Facilitating financial services for informal workers has never been easy anywhere in the world but that hasn’t stopped Kaleidofin from focusing on the sector. Gupta explained the company’s approach:

“Many informal sector customers have very high volatility in their expenses and incomes. So there are times when customers will not make any money at all, and sometimes this will also be correlated with higher expenditure. For example, an informal construction worker might not have work during the monsoon season. The customer’s income will be even more volatile because of the combination of income and expense volatility.”

Kaleidofin’s solution is to offer temporary loans for customers who experience high income volatility. The overall solution is a combination of investment products, bundled insurance, and the liquidity of a loan overdraw secured by these investments. Given that this is an investment the customer is making partly in equity, the company also gets them to co-invest a small amount of money in a debt solution, which gives them the option to cash out up to two and a half months of expenditure based on their particular demographics and requirements.

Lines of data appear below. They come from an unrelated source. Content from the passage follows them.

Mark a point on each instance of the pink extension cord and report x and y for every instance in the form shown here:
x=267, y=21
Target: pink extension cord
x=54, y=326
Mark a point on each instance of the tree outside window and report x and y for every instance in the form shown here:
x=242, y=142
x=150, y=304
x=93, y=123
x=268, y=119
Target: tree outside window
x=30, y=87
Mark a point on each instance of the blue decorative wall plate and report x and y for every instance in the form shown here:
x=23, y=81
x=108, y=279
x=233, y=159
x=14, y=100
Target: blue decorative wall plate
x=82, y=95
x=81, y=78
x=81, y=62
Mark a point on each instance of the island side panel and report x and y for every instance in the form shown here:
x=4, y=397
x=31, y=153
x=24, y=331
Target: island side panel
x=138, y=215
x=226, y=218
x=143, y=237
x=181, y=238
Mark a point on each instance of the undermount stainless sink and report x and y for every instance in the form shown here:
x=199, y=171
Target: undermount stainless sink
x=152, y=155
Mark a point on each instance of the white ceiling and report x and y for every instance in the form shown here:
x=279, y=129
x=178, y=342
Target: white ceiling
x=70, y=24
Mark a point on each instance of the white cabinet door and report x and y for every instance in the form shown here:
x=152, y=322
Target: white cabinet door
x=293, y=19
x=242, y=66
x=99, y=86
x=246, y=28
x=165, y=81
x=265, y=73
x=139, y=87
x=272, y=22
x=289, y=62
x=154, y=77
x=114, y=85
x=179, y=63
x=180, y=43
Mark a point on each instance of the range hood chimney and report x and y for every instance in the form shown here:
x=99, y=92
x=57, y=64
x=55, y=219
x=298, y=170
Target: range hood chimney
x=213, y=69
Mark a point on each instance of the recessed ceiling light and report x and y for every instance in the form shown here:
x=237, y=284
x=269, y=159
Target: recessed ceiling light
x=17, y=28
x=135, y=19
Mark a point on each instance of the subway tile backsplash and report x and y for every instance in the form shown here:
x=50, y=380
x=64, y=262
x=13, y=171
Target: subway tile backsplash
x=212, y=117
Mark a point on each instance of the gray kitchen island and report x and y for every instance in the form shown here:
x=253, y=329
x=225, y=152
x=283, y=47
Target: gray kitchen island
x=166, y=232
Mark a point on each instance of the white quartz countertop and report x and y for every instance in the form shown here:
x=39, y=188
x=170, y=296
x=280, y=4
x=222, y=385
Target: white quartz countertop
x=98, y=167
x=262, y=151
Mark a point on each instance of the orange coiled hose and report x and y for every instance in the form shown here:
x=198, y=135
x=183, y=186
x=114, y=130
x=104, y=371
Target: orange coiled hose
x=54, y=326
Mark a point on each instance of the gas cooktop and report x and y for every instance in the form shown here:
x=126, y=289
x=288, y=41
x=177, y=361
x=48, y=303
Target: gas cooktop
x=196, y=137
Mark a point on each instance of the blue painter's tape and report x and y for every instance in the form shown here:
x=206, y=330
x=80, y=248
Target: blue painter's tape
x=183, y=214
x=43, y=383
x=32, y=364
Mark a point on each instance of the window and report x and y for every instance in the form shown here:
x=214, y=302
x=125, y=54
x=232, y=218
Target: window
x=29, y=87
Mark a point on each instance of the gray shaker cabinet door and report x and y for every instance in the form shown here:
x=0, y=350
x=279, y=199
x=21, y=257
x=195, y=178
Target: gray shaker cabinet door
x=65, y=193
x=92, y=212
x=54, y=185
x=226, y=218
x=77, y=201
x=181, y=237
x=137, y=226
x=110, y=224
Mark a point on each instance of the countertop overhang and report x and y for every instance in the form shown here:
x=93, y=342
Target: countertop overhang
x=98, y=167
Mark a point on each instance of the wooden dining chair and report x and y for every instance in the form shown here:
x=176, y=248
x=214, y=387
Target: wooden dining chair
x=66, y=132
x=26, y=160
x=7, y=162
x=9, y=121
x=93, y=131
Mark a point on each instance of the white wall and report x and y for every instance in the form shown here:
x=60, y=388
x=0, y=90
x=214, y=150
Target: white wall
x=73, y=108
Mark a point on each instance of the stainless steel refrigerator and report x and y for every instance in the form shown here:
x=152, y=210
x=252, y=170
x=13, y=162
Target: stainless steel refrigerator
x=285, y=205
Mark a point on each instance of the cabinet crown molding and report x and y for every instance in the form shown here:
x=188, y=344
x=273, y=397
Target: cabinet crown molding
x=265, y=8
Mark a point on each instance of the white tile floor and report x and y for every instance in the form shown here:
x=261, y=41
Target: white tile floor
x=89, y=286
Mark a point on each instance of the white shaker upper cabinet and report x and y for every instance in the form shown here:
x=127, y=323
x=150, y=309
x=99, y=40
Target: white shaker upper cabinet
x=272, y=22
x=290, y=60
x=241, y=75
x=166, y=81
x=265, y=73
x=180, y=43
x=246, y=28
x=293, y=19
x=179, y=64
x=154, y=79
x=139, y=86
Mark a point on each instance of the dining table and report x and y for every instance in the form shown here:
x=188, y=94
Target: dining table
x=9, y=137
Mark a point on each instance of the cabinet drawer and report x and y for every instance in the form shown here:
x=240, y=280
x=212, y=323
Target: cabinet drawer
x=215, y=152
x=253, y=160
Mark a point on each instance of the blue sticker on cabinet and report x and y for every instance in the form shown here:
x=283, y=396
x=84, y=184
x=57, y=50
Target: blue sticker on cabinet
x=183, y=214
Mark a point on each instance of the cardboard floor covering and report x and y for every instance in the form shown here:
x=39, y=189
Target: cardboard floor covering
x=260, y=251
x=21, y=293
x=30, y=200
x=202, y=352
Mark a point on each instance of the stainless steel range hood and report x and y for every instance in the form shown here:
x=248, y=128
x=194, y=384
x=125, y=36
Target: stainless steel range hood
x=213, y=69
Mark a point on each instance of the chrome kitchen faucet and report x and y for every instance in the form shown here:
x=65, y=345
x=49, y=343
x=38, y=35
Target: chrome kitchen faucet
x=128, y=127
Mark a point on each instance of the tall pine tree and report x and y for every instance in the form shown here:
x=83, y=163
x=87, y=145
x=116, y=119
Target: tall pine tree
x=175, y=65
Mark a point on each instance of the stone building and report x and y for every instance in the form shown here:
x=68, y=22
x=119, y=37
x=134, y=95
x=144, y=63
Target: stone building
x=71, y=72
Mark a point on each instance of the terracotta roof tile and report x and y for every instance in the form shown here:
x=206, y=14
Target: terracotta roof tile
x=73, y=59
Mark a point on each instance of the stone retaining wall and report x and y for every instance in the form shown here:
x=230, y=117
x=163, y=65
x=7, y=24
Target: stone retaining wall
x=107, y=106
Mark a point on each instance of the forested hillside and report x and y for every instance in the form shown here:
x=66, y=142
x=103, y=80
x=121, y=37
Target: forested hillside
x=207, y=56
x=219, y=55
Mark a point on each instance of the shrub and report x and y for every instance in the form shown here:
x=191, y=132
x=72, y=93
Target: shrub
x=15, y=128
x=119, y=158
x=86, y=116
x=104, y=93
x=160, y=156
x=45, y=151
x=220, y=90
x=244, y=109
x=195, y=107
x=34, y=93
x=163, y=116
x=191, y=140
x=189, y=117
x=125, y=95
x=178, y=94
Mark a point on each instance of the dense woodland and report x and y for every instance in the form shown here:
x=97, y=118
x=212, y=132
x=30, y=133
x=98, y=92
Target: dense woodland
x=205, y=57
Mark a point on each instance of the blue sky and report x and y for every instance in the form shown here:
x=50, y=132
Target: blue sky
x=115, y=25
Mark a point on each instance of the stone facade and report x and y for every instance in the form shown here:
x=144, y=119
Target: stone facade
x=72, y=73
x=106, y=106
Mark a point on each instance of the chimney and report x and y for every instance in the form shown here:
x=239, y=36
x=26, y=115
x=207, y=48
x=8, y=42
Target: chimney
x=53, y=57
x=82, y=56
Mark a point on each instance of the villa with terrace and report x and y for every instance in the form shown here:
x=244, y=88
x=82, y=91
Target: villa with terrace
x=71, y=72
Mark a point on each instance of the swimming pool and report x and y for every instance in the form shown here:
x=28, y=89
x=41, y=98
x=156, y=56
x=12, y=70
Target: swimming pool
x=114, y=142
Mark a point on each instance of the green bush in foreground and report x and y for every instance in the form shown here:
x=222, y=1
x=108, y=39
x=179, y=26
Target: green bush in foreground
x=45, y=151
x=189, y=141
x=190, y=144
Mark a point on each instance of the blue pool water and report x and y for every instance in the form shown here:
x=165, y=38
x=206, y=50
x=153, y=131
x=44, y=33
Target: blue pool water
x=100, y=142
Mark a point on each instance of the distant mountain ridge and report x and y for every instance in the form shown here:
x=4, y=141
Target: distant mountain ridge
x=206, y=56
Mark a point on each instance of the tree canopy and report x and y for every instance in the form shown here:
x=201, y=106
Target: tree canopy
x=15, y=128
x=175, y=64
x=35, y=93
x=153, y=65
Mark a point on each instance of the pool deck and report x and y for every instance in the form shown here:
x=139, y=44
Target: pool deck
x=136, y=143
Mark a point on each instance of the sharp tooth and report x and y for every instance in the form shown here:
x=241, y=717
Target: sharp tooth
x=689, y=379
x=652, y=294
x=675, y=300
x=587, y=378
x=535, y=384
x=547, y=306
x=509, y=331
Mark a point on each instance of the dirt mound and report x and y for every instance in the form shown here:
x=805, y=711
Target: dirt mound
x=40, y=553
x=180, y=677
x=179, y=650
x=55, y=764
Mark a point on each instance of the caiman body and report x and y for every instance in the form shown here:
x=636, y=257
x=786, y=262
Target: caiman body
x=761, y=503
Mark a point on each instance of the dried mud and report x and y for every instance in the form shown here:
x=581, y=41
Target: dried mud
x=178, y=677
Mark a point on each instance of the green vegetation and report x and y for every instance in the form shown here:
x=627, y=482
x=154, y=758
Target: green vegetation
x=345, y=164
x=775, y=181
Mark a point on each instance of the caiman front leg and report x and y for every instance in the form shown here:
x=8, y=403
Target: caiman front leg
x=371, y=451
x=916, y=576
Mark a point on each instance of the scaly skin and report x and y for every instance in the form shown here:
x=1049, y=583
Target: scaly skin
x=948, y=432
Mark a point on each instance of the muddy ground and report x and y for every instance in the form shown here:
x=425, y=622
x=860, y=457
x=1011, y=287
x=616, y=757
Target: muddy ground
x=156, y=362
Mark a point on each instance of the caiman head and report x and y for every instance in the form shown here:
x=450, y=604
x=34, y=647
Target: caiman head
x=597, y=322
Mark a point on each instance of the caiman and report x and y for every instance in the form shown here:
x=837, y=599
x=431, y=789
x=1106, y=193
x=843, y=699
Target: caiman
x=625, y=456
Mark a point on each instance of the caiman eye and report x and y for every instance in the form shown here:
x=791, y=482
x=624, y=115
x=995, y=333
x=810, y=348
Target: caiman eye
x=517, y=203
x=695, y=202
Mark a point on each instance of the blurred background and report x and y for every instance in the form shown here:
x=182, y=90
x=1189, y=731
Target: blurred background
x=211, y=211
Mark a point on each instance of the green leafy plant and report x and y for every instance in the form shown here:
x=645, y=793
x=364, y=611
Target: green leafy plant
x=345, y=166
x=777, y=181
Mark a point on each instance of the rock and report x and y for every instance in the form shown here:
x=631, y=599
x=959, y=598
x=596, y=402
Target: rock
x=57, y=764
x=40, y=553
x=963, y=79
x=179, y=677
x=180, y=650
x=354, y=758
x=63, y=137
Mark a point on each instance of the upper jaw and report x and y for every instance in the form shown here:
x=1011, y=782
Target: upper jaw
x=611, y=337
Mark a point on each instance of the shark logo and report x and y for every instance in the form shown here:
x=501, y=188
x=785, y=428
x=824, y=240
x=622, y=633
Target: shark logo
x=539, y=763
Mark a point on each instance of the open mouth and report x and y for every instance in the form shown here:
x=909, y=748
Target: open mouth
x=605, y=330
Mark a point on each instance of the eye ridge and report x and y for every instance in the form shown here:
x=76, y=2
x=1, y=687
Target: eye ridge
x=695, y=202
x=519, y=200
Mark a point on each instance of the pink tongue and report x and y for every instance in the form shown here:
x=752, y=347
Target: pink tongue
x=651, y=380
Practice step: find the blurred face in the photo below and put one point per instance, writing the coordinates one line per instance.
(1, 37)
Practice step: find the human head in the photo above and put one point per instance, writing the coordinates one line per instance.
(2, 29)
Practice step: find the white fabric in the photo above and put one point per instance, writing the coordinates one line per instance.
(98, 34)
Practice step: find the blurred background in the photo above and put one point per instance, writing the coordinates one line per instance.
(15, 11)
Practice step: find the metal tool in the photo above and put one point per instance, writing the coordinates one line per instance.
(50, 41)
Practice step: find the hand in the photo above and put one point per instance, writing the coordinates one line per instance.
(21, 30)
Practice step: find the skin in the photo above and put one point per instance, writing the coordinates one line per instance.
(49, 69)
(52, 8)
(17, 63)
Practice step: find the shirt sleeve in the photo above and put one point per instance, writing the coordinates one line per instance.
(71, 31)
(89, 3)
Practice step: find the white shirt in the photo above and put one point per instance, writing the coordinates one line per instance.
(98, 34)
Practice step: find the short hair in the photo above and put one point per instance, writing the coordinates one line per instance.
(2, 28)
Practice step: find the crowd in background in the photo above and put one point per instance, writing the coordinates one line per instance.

Kaleidofin offers temporary loans and other financial products for customers that experience high income volatility. The Conversation

How government decisions impact financial inclusion

Anyone vaguely familiar with India will know the country is in the midst of a profound transformation when it comes to data, identification, and government services. If access to a bank account is the gateway to a host of other financial products, then accessing a mobile bank account will expose new customers to new technologies. This will open a market for additional services, applications, and platforms. In India, where PwC reports 233m people lack a bank account, the government has linked financial inclusion efforts to an ambitious digital identification program known as Aadhaar.

The Indian government is working on a multi-pronged approach that could link Aadhar biometric IDs with simplified and digital payments. The result of this strategy, dubbed the India Stack, will be a streamlined system of money management that will allow for digital welfare dispersal, digital medical records, and the foundation of a cashless society. The India Stack centers on a series of open-source application programming interfaces that allow governments, developers, businesses, and startups to use digital infrastructure to transform India into a paperless and cashless society.

For startups like Kaleidofin, the India Stack is a game changer with the potential to revolutionize the way financial services are offered. Documentation that earlier needed to be carried out on paper can now be done electronically; a customer can sign and submit forms from anywhere and issue direct debit instructions to make payments from remote parts of the country. Kaleidofin’s business model is positive proof that the India Stack has already started to transform the financial inclusion sector. The question remains which other startups will attempt to build on the platform to create products for the new class of customer coming online in India.